Story So Far
Why “We Are Avon”
The Avon is our valley, our home, our past and our future. If we can protect and regenerate these lands and waters together as a community of reciprocity then a beautiful future is possible for many generations to come.
This catchment area and bioregion marks the original boundaries for the old county of Avon, 554,000 acres surrounding the Avon River.
We Are the valley, the river, belonging to place, entering reciprocal symbiosis, the first steps on a long pilgrimage back to indigeneity, but also forward into the emergent culture of regeneration.
At it’s core, this project is about a renewed place-based ‘Avon identity’ and rootedness for communities of practice, establishing long term relationships, physical hubs and infrastructure for transformation.

We Are Avon – Key watershed moments so far
• Established We Are Avon as an Organisation (CBS), account and foundations (2023-25)
• Completed the annual Avon pilgrimage and raised river Avon awareness
• Crowdfunded £23k from over 250 supporters to launch our work (2025)
• Raised £130k from the JJ Trust for 2 years of River Guardianship & Food/Land systems work (2025)
• Raised £26k from Commonland for Farm clusters, Food & Land branches of work (2025-26)
• Established a River Guardianship movement with hundreds of people engaged and 13 established and active groups from source to sea
• Hosted over 60 community discussions, events, visioning and workshops (2020-2026).
• Active restoration days, tree planting, monthly litter picks (2020-2026)
• 5 job roles, 3 co-directors and a co-working space (2024-2026)
• Developed plans for Food & Land Hub and a community share offer (2025-26)
• Farmer and Grower clusters networks across Avon (from 2025)
• Hosted Avon Fest for 2 years and organised the annual Avon Pilgrimage (from 2025)
• Worked with local councils for regional Rivers Charter and rights of Nature (2026)
• Began mapping land ownership, stories, hydrology and ecology across bioregion (2026)

Our Roots & Sources
Where have the seeds of this project emerged from?
Why are the soil conditions right for this to emerge now?
What is the potential of this vision and collaboration?
Source 1: Environment, River & Nature solutions
We need creative & collaborative solutions to the nature, food and river crises.
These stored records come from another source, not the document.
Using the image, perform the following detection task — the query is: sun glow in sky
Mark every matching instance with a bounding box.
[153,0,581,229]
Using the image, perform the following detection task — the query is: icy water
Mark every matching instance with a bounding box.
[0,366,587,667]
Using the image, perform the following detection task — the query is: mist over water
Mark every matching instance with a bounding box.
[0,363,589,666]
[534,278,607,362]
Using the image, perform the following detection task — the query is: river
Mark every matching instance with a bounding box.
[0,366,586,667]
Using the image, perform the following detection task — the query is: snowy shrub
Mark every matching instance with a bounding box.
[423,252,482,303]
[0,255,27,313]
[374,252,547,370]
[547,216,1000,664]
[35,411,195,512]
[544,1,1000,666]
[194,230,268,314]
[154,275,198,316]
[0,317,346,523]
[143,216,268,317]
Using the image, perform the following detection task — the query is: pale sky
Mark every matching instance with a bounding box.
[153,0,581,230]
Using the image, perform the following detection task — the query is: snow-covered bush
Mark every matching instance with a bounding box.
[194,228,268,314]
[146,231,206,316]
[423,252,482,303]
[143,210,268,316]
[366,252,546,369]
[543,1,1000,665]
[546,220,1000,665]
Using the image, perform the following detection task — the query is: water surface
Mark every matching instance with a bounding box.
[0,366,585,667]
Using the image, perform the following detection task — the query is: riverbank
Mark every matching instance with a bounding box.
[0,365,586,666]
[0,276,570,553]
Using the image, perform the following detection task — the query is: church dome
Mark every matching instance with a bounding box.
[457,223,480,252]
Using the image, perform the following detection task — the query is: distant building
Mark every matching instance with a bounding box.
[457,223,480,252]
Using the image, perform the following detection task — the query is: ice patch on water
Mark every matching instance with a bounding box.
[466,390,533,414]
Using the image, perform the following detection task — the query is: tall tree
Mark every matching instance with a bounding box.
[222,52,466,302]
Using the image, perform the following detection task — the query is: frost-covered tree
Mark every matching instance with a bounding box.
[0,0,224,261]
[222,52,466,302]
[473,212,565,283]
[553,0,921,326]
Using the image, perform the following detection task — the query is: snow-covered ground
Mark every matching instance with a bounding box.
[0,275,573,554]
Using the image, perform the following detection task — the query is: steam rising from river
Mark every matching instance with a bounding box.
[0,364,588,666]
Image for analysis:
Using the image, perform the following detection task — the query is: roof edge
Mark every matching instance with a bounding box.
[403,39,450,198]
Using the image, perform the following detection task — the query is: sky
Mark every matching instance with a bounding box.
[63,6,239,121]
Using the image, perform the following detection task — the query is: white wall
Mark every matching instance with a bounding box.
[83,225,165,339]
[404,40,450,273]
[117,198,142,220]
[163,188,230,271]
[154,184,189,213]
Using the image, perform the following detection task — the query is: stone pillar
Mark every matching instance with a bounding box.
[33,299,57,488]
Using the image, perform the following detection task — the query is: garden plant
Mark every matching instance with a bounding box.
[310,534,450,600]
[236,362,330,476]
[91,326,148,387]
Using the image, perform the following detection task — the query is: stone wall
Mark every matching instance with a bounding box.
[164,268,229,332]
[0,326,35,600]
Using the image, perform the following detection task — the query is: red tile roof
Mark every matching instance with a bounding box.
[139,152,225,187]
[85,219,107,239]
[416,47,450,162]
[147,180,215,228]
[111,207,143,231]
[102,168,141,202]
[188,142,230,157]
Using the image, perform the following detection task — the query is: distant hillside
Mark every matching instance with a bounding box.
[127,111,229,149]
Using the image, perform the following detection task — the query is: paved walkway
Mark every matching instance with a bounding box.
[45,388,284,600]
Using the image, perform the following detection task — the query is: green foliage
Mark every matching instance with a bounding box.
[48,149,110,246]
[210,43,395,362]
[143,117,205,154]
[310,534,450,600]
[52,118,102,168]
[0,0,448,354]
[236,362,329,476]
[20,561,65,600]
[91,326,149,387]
New moment for environmental action, rooting in place.
Source 2: Regional growers and land stewards
Lived experience immersed in local food growing & movements, living the challenges and solutions to landscape and river renewal
Source 3: Bioregioning & place-based regeneration
Hope & vision for a bioregion coming back to life. We can build better food systems, clean rivers and diverse land and foodscapes
Source 4: River relationship and Guardianship
Lived entanglement with our dying river, and lived hope for a flourishing Avon for future generations

Stories of place
Our work is rooted in story, place, and belonging. How we relate to place defines how the story unfolds, and this requires all of us.
- 🌄 Ancient stories:
Stories of this place that relate to our indigeneity e.g. our Celtic & Druidic roots. These ancestral lands were stewarded by the Dubonni people, a peaceful tribe of farmers and craftspeople. - 🏛️ Old stories:
Stories of place in our region e.g. Bath as sacred City of Water, market garden town, food sufficient, abundant orchards, and largely wooded valley. - 🏢 Dominant stories:
Stories of place e.g. colonization, industrial era, then modernization and ‘financialization of place’ (and its waters/lands). - 🌱 Emerging stories:
Stories of place, Avon Bioregion as leader in regeneration, pioneering re-localisation of food systems, bioregional transformation, circular economies of care.